Under the Health Insurance Portability and Accountability Act, state Attorney Generals’ offices are permitted to issue financial penalties to violators of HIPAA Rules, and the Indiana AGs Office has just exercised this right and issued a former Kokomo dentist with its first HIPAA penalty; a fine for the improper disposal of PHI.
Under section 13410(e) of the HITECH Act, Attorney Generals have been able to issue fines for HIPAA violations that affect state residents; however few AG offices have so far held HIPAA-covered entities accountable for data breaches. To date, only three other Attorney Generals’ offices have issued HIPAA financial penalties – Vermont, Connecticut and Massachusetts – with the latter being the most active in this area.
£12,000 Fine for Dumped PHI
The HIPAA breach in question occurred when a former dentist from Kokomo improperly dumped confidential medical records in a community recycling dumpster. 63 boxes of medical files were dumped in a public area – the recycling dumpster of the Olive Branch Christian Church – which included 7,000 individual patient records. Records that are covered under HIPAA Privacy Security Rules. The data included X-rays, medical information, dental records, Social Security numbers, credit card numbers and patient names, addresses and contact phone numbers.
Under HIPAA regulations, all PHI must be securely and permanently erased or rendered unreadable when it is no longer required. The dentist, Joseph Beck, claims to have hired a company to securely erase the data, Just the Connection Inc.
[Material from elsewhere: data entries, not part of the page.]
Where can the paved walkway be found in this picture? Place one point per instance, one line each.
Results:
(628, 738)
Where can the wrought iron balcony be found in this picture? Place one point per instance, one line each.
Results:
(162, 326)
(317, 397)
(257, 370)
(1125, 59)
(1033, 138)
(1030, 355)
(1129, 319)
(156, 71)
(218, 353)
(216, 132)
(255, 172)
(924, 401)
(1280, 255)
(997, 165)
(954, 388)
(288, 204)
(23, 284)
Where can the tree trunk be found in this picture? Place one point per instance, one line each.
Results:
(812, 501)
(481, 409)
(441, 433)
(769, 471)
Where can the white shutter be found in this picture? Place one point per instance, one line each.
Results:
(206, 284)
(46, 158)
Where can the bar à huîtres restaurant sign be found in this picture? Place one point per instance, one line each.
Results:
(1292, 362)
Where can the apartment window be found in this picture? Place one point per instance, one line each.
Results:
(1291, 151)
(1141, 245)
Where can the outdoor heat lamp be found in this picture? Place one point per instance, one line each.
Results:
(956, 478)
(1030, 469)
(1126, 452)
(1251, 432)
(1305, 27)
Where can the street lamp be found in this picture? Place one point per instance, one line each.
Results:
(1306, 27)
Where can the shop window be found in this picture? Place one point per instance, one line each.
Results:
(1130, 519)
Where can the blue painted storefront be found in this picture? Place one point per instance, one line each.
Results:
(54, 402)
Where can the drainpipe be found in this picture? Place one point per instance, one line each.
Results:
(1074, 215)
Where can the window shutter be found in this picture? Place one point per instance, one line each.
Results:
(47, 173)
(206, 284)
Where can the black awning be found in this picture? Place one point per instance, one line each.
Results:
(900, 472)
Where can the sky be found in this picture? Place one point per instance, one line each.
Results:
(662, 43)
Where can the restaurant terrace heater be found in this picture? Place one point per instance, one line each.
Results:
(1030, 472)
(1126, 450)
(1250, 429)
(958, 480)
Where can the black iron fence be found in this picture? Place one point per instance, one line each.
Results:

The company was allegedly called to collect the files and to ensure they were securely destroyed.
However, after an investigation into the incident by Eyewitness News reporters, it was discovered that the files had been dumped and left in public and unprotected for up to a week. Beck lost his license to practice dentistry in 2011 following allegations made against him for fraudulently billing clients and professional negligence. The files were the last of his records that needed to be disposed of.
Attorney Generals can Issue HIPAA Fines
Each state is permitted to introduce data security laws that offer a greater degree of protection for healthcare records than is required under HIPAA. In Indiana, the Disclosure of Security Breach Act has been introduced, but at the time of the HIPAA breach the Act only covered electronic health records. The definitions have now been changed to include all forms of Protected Health Information. Had this amendment been made prior to this incident, the fine for improper disposal of PHI would have been much greater. Higher fines can be issued to individuals and organizations for breaching data security rules under the Disclosure of Security Breach Act.
The Office for Civil Rights has been increasing the penalties issued to violators of HIPAA Rules in recent months and is policing the legislation much more rigorously. The increase in the number of Attorney General HIPAA fines, along with the OCR HIPAA enforcement actions, should send a strong message to healthcare organizations: If HIPAA rules are not adhered to the organizations or individuals in question will be held financially accountable.